Production-Quality MCP Server
Wrap a real API you actually use (Pacvue-adjacent, GitHub, Jira, or similar) in a Python MCP server with task-level tools, a resource, and a prompt — tested at three layers, hardened against bad inputs, with a sandboxed run_python tool. This is the artifact Gate G3's practical test attacks live. Starter code lives in labs/lab06-mcp-server/.
What you're building
A stdio MCP server that a stranger could clone, configure with their own credentials, and connect to Claude Desktop or Claude Code by following your README alone. At least four task-level tools (not endpoint mirrors), one resource, one prompt. Every tool description states purpose, arguments, output shape, and when not to use it. Large results paginate with explicit more-available signals; every error path returns actionable text; one destructive tool hides behind two-phase confirm; and a run_python tool executes agent code in a locked-down Docker container. Then you prove all of it with tests. Pick an API you genuinely use — a real one forces the real design decisions (which five tasks matter, what a shaped summary looks like, where pagination bites); GitHub or Jira work if work APIs are off-limits, but avoid toys — "production-quality weather wrapper" is an oxymoron on a portfolio.
Suggested structure
# server.py
import os
from mcp.server.fastmcp import FastMCP
mcp = FastMCP("my-api-server")
API_KEY = os.environ.get("MYAPI_KEY")
if not API_KEY:
raise SystemExit("MYAPI_KEY not set -- see README configuration.")
@mcp.tool()
def search_things(query: str, status: str = "open",
page: int = 1, page_size: int = 20) -> str:
"""One-paragraph purpose. Output shape. When NOT to use this.
Pagination contract: page_size max 50; response states if more exist."""
# TODO: call the real API; shape results into lines;
# append MORE AVAILABLE trailer when truncated;
# branch on 401/404/429 -> instructive error strings
...
@mcp.tool()
def dangerous_thing(item_id: str, confirm: bool = False) -> str:
"""DESTRUCTIVE. confirm=False returns a preview only."""
...
@mcp.tool()
def run_python(code: str, timeout_s: int = 30) -> str:
"""Sandboxed execution: docker run --rm --network none
--memory 512m, timeout, non-root, read-only.
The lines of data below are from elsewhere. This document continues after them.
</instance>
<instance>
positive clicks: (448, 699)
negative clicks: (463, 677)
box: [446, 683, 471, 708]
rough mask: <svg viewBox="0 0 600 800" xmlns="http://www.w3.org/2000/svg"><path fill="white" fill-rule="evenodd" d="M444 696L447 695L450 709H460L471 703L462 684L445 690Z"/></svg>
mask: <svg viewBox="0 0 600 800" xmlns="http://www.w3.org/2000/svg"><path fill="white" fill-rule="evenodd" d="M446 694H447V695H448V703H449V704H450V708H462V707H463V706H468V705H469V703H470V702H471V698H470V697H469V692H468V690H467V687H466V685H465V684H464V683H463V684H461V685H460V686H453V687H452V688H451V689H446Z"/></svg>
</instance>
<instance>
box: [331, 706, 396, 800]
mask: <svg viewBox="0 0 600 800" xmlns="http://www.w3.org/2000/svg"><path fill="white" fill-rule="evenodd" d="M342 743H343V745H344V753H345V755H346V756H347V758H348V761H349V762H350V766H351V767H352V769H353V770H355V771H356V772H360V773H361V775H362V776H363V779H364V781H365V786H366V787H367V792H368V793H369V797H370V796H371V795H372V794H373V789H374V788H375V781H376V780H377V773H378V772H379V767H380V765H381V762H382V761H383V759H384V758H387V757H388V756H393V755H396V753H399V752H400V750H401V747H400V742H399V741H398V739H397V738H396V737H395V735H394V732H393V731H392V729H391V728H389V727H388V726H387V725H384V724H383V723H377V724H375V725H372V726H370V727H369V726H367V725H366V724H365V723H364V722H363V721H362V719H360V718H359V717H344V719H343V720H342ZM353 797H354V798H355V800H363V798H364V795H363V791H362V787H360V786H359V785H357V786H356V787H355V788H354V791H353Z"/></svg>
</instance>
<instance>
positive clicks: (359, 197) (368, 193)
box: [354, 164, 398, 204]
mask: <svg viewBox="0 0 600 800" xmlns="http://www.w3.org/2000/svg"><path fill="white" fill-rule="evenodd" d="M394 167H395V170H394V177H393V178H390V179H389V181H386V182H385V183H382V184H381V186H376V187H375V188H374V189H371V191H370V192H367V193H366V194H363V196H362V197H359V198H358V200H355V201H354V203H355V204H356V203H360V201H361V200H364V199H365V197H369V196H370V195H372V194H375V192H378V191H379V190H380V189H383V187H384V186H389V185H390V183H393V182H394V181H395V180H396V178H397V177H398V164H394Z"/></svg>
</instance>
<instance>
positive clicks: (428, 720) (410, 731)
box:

See Lesson 5."""
...
@mcp.resource("myapi://reference/statuses")
def statuses() -> str: ...
@mcp.prompt()
def investigate(item_id: str) -> str: ...
if __name__ == "__main__":
mcp.run() # stdio
# tests/test_tools.py -- unit: tool logic with the API mocked
# tests/test_protocol.py -- integration: stdio_client + ClientSession,
# initialize, list_tools, call each tool,
# assert on error strings for bad IDs
# tests/test_sandbox.py -- prove "import socket; ...connect..." FAILS,
# and that a 60s sleep is killed by timeout- ☐Python MCP server with ≥4 tools, ≥1 resource, ≥1 prompt; runs over stdio; connects to a real client (Claude Desktop or Claude Code)
- ☐Tools are task-level, not endpoint mirrors; every description states purpose, arguments, output shape, and when not to use it
- ☐Large results are paginated with explicit "more available" signals; all errors return as actionable messages (tested: wrong ID, expired auth, rate limit)
- ☐Credentials come via env vars; one destructive tool is gated behind a confirm: true parameter, documented
- ☐Test suite: unit tests for tool logic plus an integration test speaking the MCP protocol
- ☐A run_python sandboxed-execution tool — Docker container, no network, 512MB/30s limits — with a test proving socket-connect code fails
- ☐README with client setup instructions someone else could follow cold
- ◇Serve the same server over streamable HTTP behind bearer-token auth, and document the trust-model differences from stdio in the README
- ◇Add response-budget telemetry: log tokens-returned per tool call, and use a week of your own usage to tune page sizes and truncation caps
- ◇Swap the Docker sandbox for a hosted sandbox service (E2B or similar) behind the same tool interface, proving the isolation tests still pass unchanged
Be honest — the gates only mean something if the criteria really pass.